Tesla shares have had a rough start to 2024, but are surging following its first quarter earnings report on Tuesday where the electric vehicle manufacturer said it wanted to accelerate plans for offering more affordable models. The stock was up about 13 percent in early morning trading. 

Tesla’s (TSLA) first quarter results were disappointing, with revenues down 9 percent from 2023 to $21.3 billion and net income down 55 percent to $1.1 billion. Its stock had fallen more than 40 percent so far in 2024 prior to the first quarter report. 

But investors seem encouraged by the company’s plans to accelerate the launch of new models, including more affordable options. Tesla previously had targeted the second half of 2025, but said it was moving up those plans to early 2025 or late 2024. 

“These new vehicles, including more affordable models, will use aspects of the next-generation platform as well as aspects of our current platforms, and we’ll be able to produce on the same manufacturing lines as our current vehicle lineup,” Tesla CEO Elon Musk said. “So it’s not contingent upon any new factory or massive new production line.”

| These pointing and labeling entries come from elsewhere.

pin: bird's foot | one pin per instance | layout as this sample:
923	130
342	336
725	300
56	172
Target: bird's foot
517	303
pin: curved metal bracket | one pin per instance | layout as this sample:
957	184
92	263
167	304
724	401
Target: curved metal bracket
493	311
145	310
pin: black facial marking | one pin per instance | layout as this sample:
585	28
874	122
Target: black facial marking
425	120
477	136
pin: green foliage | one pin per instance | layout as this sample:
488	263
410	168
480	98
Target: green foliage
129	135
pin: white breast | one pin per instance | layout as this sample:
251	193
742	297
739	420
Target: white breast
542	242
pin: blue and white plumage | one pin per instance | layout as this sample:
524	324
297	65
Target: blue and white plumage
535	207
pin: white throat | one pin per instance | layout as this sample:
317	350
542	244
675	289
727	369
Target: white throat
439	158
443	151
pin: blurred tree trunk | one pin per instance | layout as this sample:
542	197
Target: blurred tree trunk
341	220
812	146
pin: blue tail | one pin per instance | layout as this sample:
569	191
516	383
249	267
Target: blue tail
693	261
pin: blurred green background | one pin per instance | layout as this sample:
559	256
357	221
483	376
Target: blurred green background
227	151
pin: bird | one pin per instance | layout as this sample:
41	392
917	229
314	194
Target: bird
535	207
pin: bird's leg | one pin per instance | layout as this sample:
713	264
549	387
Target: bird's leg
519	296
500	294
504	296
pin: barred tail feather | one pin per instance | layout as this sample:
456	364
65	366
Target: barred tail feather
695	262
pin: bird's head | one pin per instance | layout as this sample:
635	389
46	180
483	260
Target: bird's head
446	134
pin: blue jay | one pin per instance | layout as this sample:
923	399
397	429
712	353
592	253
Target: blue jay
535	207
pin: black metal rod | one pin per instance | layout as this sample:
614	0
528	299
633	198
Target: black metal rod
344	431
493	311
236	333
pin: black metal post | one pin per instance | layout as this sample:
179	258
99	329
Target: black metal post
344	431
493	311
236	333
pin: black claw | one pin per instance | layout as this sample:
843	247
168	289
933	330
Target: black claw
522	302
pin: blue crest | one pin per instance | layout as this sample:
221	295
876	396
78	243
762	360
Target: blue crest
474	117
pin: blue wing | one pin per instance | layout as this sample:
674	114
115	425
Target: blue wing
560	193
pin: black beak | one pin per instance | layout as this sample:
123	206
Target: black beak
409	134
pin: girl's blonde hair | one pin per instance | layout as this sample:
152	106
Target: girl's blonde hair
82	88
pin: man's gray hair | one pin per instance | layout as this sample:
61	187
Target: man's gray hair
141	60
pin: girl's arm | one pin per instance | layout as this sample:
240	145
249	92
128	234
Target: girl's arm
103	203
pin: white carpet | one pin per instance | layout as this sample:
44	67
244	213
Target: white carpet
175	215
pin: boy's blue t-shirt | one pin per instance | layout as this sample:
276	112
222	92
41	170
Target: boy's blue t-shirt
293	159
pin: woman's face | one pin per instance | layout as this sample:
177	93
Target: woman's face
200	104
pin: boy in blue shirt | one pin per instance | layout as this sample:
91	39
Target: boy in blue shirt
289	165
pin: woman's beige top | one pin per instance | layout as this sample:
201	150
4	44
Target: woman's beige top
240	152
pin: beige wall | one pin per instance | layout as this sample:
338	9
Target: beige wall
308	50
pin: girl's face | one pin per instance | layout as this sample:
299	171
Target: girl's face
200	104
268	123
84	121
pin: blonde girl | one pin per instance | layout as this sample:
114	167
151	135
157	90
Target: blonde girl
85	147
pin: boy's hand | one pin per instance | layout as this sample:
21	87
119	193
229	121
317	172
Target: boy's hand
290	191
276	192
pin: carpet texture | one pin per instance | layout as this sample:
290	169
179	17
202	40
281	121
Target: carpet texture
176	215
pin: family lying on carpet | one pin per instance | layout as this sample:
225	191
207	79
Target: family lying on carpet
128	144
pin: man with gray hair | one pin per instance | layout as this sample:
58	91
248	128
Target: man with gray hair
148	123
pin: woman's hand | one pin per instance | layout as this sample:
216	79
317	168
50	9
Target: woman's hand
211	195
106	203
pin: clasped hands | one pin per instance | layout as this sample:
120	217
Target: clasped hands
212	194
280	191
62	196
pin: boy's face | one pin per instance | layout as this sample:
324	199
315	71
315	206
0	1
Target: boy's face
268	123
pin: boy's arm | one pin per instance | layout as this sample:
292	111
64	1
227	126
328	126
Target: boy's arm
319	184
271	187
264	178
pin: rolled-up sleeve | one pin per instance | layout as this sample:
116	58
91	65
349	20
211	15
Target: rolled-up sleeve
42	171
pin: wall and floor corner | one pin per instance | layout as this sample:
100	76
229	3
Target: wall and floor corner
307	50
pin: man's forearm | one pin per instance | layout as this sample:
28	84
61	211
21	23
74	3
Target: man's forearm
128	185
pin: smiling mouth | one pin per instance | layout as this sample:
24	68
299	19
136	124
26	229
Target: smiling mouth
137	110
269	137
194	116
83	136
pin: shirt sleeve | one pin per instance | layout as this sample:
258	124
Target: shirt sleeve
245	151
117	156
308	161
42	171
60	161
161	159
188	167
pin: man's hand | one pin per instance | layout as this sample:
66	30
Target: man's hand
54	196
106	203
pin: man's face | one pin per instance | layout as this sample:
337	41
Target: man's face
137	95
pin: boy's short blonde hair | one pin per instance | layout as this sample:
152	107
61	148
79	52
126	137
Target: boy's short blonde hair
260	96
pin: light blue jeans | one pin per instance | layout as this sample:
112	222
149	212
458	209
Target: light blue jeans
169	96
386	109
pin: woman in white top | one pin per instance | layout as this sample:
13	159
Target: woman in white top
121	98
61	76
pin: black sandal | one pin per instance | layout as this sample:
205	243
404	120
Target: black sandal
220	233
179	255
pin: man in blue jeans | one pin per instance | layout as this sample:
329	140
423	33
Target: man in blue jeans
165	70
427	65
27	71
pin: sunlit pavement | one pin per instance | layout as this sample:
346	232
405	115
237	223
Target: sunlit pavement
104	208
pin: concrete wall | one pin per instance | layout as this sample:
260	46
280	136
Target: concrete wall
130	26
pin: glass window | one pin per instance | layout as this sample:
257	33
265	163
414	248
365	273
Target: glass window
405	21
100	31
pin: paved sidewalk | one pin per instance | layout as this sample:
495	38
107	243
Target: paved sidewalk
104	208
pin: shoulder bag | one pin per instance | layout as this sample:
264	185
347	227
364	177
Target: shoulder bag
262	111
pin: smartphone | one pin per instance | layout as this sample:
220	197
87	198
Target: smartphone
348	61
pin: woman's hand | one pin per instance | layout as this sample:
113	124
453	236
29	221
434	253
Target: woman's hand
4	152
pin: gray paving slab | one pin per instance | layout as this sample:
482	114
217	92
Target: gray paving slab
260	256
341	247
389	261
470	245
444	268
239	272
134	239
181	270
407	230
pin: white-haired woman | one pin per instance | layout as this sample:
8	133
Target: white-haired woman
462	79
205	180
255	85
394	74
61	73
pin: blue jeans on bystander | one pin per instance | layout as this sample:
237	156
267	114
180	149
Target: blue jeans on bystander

Morningstar analyst Seth Goldstein raised his fair value estimate for Tesla shares to $200 following the first quarter results and views the shares as undervalued.

“Tesla’s affordable vehicles are a catalyst for shares,” Goldstein wrote in a note to clients. “Affordable vehicles should eventually generate a majority of its total deliveries. We continue to forecast that Tesla delivers around 5 million vehicles by 2030.”

Tesla’s robotaxi to be called ‘cybercab’

Musk also shared plans about the company’s progress towards autonomous vehicles and said it planned to showcase a robotaxi or “cybercab” in August. 

“I mean if somebody doesn’t believe Tesla is going to solve autonomy, I think they should not be an investor in the company,” Musk said.

Tesla has faced challenges as demand has slowed for EVs across the industry and competition from Chinese automakers increased. Earlier this month, Tesla said it would reduce its global workforce by more than 10 percent and two executives left the company.